Santika jadi teringat saat pertama kali Vara belajar merokok, yaitu sebelas tahun yang lalu, saat mereka masih duduk di bangku kuliah. Vara bahkan terbatuk-batuk heboh saat pertama kali menelan asap rokoknya.
"Banyak sekali masalahku, San," jawab Vara dengan tatapan mata menerawang.
"Kau ini, seperti kau saja yang punya masalah," cibir Santika sambil menyeruput minuman bersodanya.
"Orang tuaku mau pulang kampung, San," kata Vara.
"Kenapa?" tanya Santika sambil mengambil sebatang rokok dari kotaknya.
"Aku menolak perjodohan yang mereka lakukan," jawab Vara.
"Serius?
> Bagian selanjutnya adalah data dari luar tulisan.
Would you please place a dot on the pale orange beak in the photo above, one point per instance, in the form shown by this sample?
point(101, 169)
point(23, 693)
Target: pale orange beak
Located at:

Wah, kau benar-benar gila!" seru Santika. "Kau pikir saat ini usiamu berapa sampai kau menolak perjodohan dari orang tuamu?" lanjut Santika usai menyalakan rokoknya.
"Makanya mereka marah dan malu, akhirnya memutuskan untuk pulang kampung," jawab Vara. "Kau sendiri bagaimana?" tanya Vara.
"Aku sedih adik bungsuku akan menikah akhir tahun ini," jawab Santika sambil menghembuskan asap rokoknya.
"Wah, kau dilangkahi lagi?!" Vara terpana menatap Santika.
Santika tertawa getir di sela-sela menghembuskan asap rokoknya. Sebagai anak sulung dari empat bersaudara tentu saja ini masalah yang sangat besar bagi wanita itu.
"Jadi, kau ikut pulang kampung, Vara?" tanya Santika.
Vara mematikan puntung rokoknya di asbak.
"Itu tidak mungkin, San! Bagaimana dengan pekerjaanku? Aku sedang berusaha menjadi pegawai tetap di perusahaan tempatku bekerja! Tujuh tahun sudah aku berjuang untuk mendapat status pegawai tetap! Masa iya, aku harus ikut pulang kampung?!" Vara menyeruput segelas teh rasa buah lalu mengunyah kentang gorengnya.
"Rasanya aku tidak sanggup menjadi bahan gunjingan keluarga besarku, Vara," kata Santika penuh kegetiran.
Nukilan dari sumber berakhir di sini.